Roberto Echavarren
Una hojita lanceolada:
su tamaño hace pensar
en un juguete, una maqueta,
un vehículo de aprendizaje.
El autito descascarado avanza
por una pista de zinc.
Las cosas dañadas,
el modelo infantil de las cosas,
una versión de tamaño reducido
en colisiones innumerables,
cascaduras de un campo de inmanencia
recorrido en bici, casi un baile,
un corte expresivo superior
de clave vibrante y metálico.
La hojita lanceolada sobre la mesa
bajo la luz de la lámpara
es casi dorada; el infinito
dentro del mundo muere con nosotros,
nos alberga y nos disuelve
en sí y no en otra cosa.
Un alfajor de salitre y yodo,
una tras otra frías salpicaduras,
olas se levantan desde la negrura,
ahuecadas se derrumban tambaleantes
bajo tupidas tropas de nubes negras.
Cada pocos segundos una arremetida
feroz, un espolvoreo de nieve
y el ojo de la serpiente,
su boca abierta a punto de morder,
tan próxima que puede tragarnos.
Y ya dentro de la serpiente
viajamos en vagones crujientes
a lo largo del vientre dividido
en escenas construidas en bajorrelieve.
Se pueden tocar con la mano.
Por cada grieta habla una voz subterránea,
nos pone en vilo. Nuestro lugar es la separación.
Nuestro corazón es el restaurador.
La alegría es la vida nueva.
Así la tierra se carga de sentido,
atraviesa la noche y el tiempo,
transporta claridad en su vientre sexual,
una semilla del árbol de la paciencia,
un motivo endócrino en los pedazos de ser celeste.

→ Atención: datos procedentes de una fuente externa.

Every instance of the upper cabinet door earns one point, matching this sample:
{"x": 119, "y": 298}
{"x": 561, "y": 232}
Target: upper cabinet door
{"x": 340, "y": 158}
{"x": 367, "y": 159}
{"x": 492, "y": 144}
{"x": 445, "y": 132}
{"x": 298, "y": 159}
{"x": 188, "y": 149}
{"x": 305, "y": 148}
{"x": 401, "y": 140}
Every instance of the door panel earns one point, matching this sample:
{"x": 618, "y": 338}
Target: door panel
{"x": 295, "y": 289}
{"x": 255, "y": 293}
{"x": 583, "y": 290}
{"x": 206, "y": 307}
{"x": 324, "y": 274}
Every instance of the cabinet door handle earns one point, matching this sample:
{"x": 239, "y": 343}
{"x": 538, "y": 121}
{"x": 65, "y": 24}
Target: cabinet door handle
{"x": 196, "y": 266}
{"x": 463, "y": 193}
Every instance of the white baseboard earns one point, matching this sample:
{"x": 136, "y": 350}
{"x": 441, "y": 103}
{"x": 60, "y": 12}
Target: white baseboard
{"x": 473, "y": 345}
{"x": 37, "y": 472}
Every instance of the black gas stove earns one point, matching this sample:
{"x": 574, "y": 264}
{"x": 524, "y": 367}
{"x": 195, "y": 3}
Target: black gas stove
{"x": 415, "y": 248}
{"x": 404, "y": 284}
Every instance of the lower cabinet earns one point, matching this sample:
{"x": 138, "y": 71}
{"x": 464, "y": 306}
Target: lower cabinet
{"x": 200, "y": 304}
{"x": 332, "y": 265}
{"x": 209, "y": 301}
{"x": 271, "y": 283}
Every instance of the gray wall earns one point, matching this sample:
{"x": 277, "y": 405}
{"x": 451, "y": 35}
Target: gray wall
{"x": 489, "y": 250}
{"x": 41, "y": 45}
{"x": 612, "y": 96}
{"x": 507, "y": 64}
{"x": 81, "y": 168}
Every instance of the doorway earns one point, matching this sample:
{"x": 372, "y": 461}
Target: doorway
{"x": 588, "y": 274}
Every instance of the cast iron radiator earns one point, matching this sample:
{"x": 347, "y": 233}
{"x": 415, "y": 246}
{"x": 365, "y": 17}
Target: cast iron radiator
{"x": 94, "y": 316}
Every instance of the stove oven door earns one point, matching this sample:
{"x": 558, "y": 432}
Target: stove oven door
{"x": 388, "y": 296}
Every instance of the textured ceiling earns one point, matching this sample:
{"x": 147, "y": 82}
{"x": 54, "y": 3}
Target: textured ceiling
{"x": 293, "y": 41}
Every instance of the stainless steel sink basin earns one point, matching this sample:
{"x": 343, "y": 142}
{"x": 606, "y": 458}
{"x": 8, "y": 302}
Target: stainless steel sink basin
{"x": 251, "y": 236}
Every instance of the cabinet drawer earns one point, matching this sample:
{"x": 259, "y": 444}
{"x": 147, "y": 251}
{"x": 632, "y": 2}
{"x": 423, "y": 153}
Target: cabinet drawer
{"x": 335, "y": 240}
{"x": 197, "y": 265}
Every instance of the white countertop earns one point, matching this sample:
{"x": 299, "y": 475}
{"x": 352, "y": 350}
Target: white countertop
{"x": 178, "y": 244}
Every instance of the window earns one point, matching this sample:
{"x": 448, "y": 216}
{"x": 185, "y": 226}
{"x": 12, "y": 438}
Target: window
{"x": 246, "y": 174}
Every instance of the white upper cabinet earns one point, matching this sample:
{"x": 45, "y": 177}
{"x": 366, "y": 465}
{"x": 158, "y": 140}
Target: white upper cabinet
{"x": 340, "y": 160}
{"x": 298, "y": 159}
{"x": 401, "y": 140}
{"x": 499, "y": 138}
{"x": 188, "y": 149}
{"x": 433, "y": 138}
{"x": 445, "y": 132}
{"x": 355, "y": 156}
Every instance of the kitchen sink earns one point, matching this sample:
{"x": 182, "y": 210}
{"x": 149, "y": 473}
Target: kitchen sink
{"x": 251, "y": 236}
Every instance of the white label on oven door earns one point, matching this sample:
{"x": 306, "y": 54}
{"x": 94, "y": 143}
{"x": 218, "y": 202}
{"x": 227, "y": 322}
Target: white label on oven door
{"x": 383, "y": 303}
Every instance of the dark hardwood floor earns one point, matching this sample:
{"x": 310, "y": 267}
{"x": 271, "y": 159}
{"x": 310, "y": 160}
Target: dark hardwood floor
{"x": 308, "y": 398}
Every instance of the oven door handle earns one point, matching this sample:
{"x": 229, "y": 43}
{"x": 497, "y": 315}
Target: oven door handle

Somos seres lentos pero el universo es raudo.
Todo huye a fuerza de aparecer.
La aspiradora recoge la pelambre del perro.
El río pasa entre cavernas, basura y zafiro.
Veo el patio de la cárcel, la alberca
donde lavan la ropa, la pared carcomida.
Mas un incendio toma cuenta de todo
y todo se deshace a la luz de las llamas.
La lámpara de Aladino es pura fricción,
chispas brotan al rasparla.
Un deseo nace al tiempo que se satisface.
Pero el afecto recorre la vida entera.
Desde el bosque de acacias
una oruga verde se desliza,
el lomo hecho de pinos verde luz.
Un bosque va marchando
para hacer algún tipo de justicia.
La oruga entró a la casa.
Un ladrón la pisó y se quemó la planta del pie,
salió gritando en una pata sola.
A la oruga no le pasó nada.
Todo está quieto,
recogido en sí mismo,
murmurando, raciocinando,
esparciendo inminencias,
un molino anónimo
entre sombras verdes.
La madrugada se quiebra
con las primeras luces
sobre los campos de maíz.
Tu camiseta se seca
con el calor que despediste.
El perro ladra, recorre las habitaciones
alarmado, no concibe abandonar la vigilancia;
deberíamos agradecerle esa preservación
obstinada del territorio.
Pero la inundación desprende la choza
que se lleva la corriente.
Si ajustamos el lente,
veremos los pormenores de la ribera,
un arco iris completo.
Muslos impregnados de pachulí,
el muchacho pasa en equilibrio,
hojas de bambú en el pecho,
en la boca peces de coral.
No obstante el caos sigue allí.
Renace a cada anochecer.
Quien estuvo en el campo sabe
cómo todo no cesa de crecer.
El aire de una flauta
de madera trabajada a cuchillo
avanza en la noche de verano.
Roberto Echavarren es un autor uruguayo. Fue, por veinte años, profesor de literatura hispanoamericana en New York University y actualmente dicta clases en la Facultad de Humanidades de la Universidad de Montevideo. Entre su extensa obra poética, narrativa y crítica se encuentran: Animalaccio (1986), Poemas Largos (1990), Ave Roc (1994), Arte andrógino: estilo versus moda (1998), Casino Atlántico (2004) y Porno y postporno (2011).